A great presentation showing the amazing world of microchip design using 3D space via multiple layers of silicon. See also this more detailed diagram showing how an RF device using this technique is designed using the different levels to connect the various essential electrical pathways together (RF Device Elemental Structures: Slide #14 in presentation).

1F RF device

[vi]   Natalia Naumova and Job Dekker, “Integrating one-dimensional and three-dimensional maps of genomes,” Journal of Cell Science, Figure 2, 2013. https://jcs.biologists.org/content/123/12/1979.full.  

 Summary: “Genomes exist in vivo as complex physical structures, and their functional output (i.e. the gene expression profile of a cell) is related to their spatial organization inside the nucleus as well as to local chromatin status. Chromatin modifications and chromosome conformation are distinct in different tissues and cell types, which corresponds closely with the diversity in gene-expression patterns found in different tissues of the body. The biological processes and mechanisms driving these general correlations are currently the topic of intense study. An emerging theme is that genome compartmentalization – both along the linear length of chromosomes, and in three dimensions by the spatial colocalization of chromatin domains and genomic loci from across the genome – is a crucial parameter in regulating genome expression. In this Commentary, we propose that a full understanding of genome regulation requires integrating three different types of data: first, one-dimensional data regarding the state of local chromatin – such as patterns of protein binding along chromosomes; second, three-dimensional data that describe the population-averaged folding of chromatin inside cells and; third, single-cell observations of three-dimensional spatial colocalization of genetic loci and trans factors that reveal information about their dynamics and frequency of colocalization.” [emphasis added]

Figure 2 Caption:

“3D genome analysis. The spatial organization of genomes can be studied using single-cell methods or using population-based methods, and at different resolutions or length scales (A-D). (A) A hypothetical pair of metaphase chromosomes. 1D compartmentalization is indicated: constitutive heterochromatin domains include the centromere (cen), pericentromeric heterochromatin (subcen het) and telomeres (tel).

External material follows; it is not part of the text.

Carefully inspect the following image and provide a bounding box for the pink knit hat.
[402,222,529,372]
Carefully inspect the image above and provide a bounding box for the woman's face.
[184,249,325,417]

Chromosome arms further consist of alternating active and repressed domains (indicated by different colors). Numbers indicate (chromosomal) regions to be analysed by 3D methods in panels B, C and D. (B) Spatial organization of chromosomes shown in A in the interphase nucleus. Chromosomal regions that are located far apart on the same chromosome (2 and 3) or located on different chromosomes (1 and 2, 1 and 3) can colocalize in 3D to form spatial compartments. (C) A higher-resolution (Mb scale) analysis of cis and trans associations of chromosomal regions 1 to 3 shown in B. At this resolution, associations of groups of genes can be detected surrounding subnuclear structures such as transcription factories (green circles) and splicing bodies [characterized by the presence of the splicing factor SC35 (red)].

For example, a trans interaction between regions 1 and 2 can occur through colocalization to the same transcription factory … or to two different transcription factories that are both associated with one SC35 granule …. (D) High-resolution (Kb scale) analysis of 3D folding and long-range associations that can be studied using 3C-based methods. At this scale, specific looping interactions can be detected between genes and regulatory elements. This scheme provides an example of a 3C analysis in which the interaction probability of a single defined genomic element is mapped throughout the larger region 3 (right). Peaks in this 3C map indicate long-range interactions that suggest a looped conformation (indicated on the left).”